Had one of the investigators’ hypotheses, that the killer or killers were far-right fanatics, proved correct, Bayrou’s words might have found a wider echo.

But Merah turned out to be an Islamist, born to an Algerian mother in a French city.

So, although Sarkozy took care to say that the majority of France’s Muslims were not to blame for his acts, Guéant didn’t see any need to apologise for his recent claims that “our civlisation” must be defended or that immigration is a “problem”.

Indeed, all Sarkozy had to do was look presidential, which he succeeded in doing, if an opinion poll Friday showingd 71 per cent of French people believe he handled the crisis well is to be believed.

Even Le Pen, who lashed Bayrou and Mélenchon as soon as she possibly could, seems not to have benefited from atrocities that would seem to confirm her darkest warnings of a dormant beast of foreign origin and dubious religious allegiance in the deprived banlieues around France’s major cities.

As police laid siege to Merah in his Toulouse apartment, she denounced “laxness” on security and claiming, against all the apparent evidence, that her favourite themes of law and order and Islamic fundamentalism had, until then, been “evacuated from the campaign”.

But, as in all such crises, a spirit of national unity seems to predominate in the French public mind – to Sarkozy’s benefit. Indeed, end-of-week polls on voting intentions showed Mélenchon taking over from Le Pen as the third-placed candidate.

And the same poll that gave Sarkozy a vote of confidence on the question saw 76 per cent declaring that no community should be stigmatised, an apparent rejection of Le Pen’s politics.

For his part, Hollande has kept a low profile, stressing his patriotism and his commitment to “the struggle against terrorism”, while the right has tried to press the advantage by accusing the Socialist Party of being soft and law and order.

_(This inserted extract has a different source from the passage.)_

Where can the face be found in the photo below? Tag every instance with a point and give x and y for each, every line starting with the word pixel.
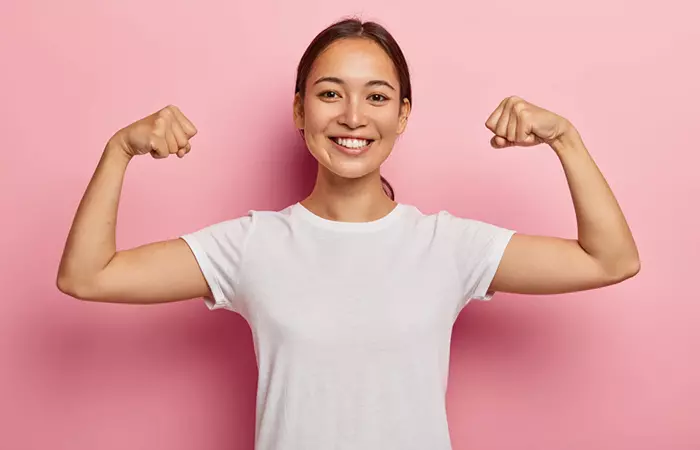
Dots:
pixel 352 112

Jean-François Copé, the head of Sarkozy’s UMP, laid into the party of “refusing to vote” for the government's burka ban, “stigmatising” its “debate” on “national identity” and "never having made security a priority in its programme”.

There is a month to go before the first round of voting, however, and the effect of this week’s dramatic events may well wear off.

Already Bayrou, who was the unnamed target of Sarkozy's remarks in Strasbourg, and the left are asking why the intelligence services did not suspect what Merah was planning, given that he had fought with the Taliban and that they had been watching him for several years.

Le Pen has even claimed that the spies were distracted from their real task in order to snoop on journalists and “political opponents”.

Other commentators, such as Robert Paturel, a former member of the elite Raid unit that killed Merah, are asking whether he could have been captured alive if there had not been “political pressure to obtain a rapid result”.